After No.32 I started in Ashford castle under a staunch German head chef with a team of 27 cooks in the kitchen at any one time. This was my first introduction to a brigade style kitchen. Things were run by rank and broken down into sections. I learned discipline and the importance of structure; why things needed to be done the way they were in order to keep the standard the chef commanded. I can’t say it was my favorite job, or by any means easy, but I did learn and I’m thankful for that.
After Ashford I traveled to New York and started working in the River Cafe in Brooklyn where I grew up from the age of 6 to 16. The restaurant, which is still there is under the Brooklyn Bridge overlooking the New York skyline, was another large brigade style kitchen. I worked through the ranks working my way up from starters to grill in a fast-paced busy kitchen with a great team of cooks.
I spent a few years in New York and worked in other restaurants there before moving to the south of France and working my way through some restaurants as head chef and as sous chef of a restaurant where we earned a Michelin star after the first year of opening.
I eventually decided to join the yachting world and now after 8 years, continue in the yachting industry, working for high profile guests and celebrities. I continue to study culinary arts at the Cordon Bleu in Paris and do courses all over Europe every chance I get. As chefs, it’s our duty to keep learning and keep trying to move forward.
3. What are some of the highlights of your career to date or some of the periods/aspects of your time as a chef that you have most enjoyed?
I guess some of the highlights of my career would definitely include being part of a team of passionate chefs that earned a restaurant in Nice, France its first Michelin star the first year of it opening. We all worked hard and had one goal, which wasn’t to earn a Michelin star, but was just to cook our hearts out. We were all really in sync with each other and loved cooking, the star was a bonus.
Another highlight to my career would have to be when I published my first cookbook, From Fridge to Fork, I’m quite proud of it ( available on amazon). It’s nothing fancy just my ‘go to’ dishes if I’m cooking at home. It’s not complicated in anyway, simplicity was what I was going for so that anyone could pick up the book, choose a recipe and execute it with ease and I genuinely hope I’ve achieved that. I put a lot of effort into the whole process, I’m self-published so it was quite an interesting challenge. Cooking the dishes was the easy part, writing out the recipes, photographing the dishes, editing, proof reading and repeating to make sure you got it right was the more time-consuming part (and even at that I’ve noticed one or two spelling mistakes but don’t tell anyone!). Like everything else, it’s a learning process and book number two, which is simple recipes for home baking, is in progress. I might add that I have to thank my wife Edwina for helping me with the whole publishing process, it wouldn’t have happened without her
4. What is the most important ingredient in your success to date?
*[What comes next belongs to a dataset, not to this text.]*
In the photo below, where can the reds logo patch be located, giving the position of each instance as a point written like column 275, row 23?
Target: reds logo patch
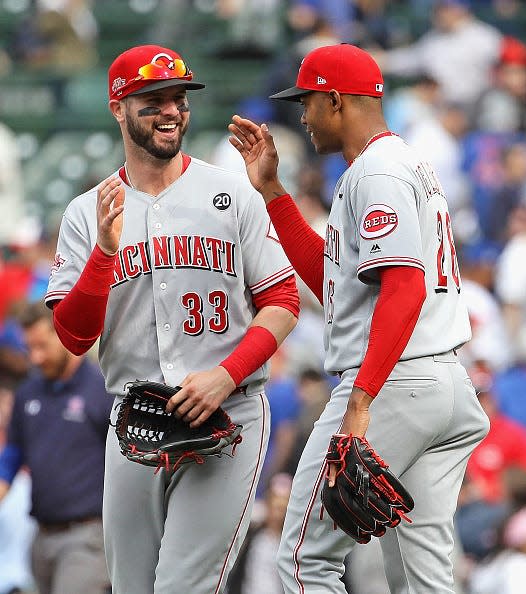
column 58, row 262
column 378, row 220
That one is simple, Passion. Cooking is my passion and I love it. If you have passion for something, do it and you’ll be successful at it (if you want to be)
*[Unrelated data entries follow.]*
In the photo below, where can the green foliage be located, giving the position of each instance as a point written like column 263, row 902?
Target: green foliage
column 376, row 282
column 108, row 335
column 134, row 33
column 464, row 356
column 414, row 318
5. What is the most important lesson you have learned about being a leader in the kitchen?
I think the most important thing about being a leader in a kitchen and indeed in any leadership role is to lead by example. Don’t ask someone to do something you wouldn’t or haven’t done yourself, remember where you started yourself.
Try not to be arrogant or condescending to any of your team. Remember someday they will probably be in the same position as you. There’s a difference in teaching a certain level of quality. Choose the humble road, be the leader not the boss.
QUICKFIRE Q & A
What I love most is the variety of things to do. There’s never a dull day and always something new to create. We work with such an abundance of seasonal ingredients that your creativity and hunger for development is constantly being stimulated and that to me can be very satisfying.
The biggest challenge is trying to do something better than you did it the time before. Perfecting sour dough is an ongoing challenge for me; rewarding but challenging.
What makes me most proud is being able to pass on knowledge to younger chefs and then watching them take that knowledge and make it their own. You kind of feel that you’ve done something right, an accomplishment - passing the flame on is very important to our industry.
The most difficult thing I have had to face is letting someone go because they didn’t have enough passion or motivation. In order to run a successful kitchen you need a team of like-minded chefs, chefs you can bounce off, that get excited about a new ingredient or a new dish on the menu. Chefs with a huge smile of satisfaction on their face when they taste a dish for the first time and feel the same way about it as you do, without speaking a word you just know what each other is thinking. If you don’t have a team like that, the simple answer is you need to get one.
I have learned that you never stop learning unless you want to. Once you start to stagnate it’s time to throw in the towel, it’s not fair on paying customers.
The key skills or traits to have in this job are to work well as part of a team, to respect your team mates. Confidence is important, be humble enough to know that you don’t know it all and every day you go into work is an opportunity to learn and better yourself. Grab the bull by the horns and do it.
We can create a better workplace by treating your team with respect and fairness. Be a leader not a boss and set an example. Be flexible to a certain extent and a exercise a level of understanding. Set a standard and stick to it (or better it through time). Anyone who can’t meet that standard or at least be willing to learn shouldn’t be there. Everyone needs to be on the same page.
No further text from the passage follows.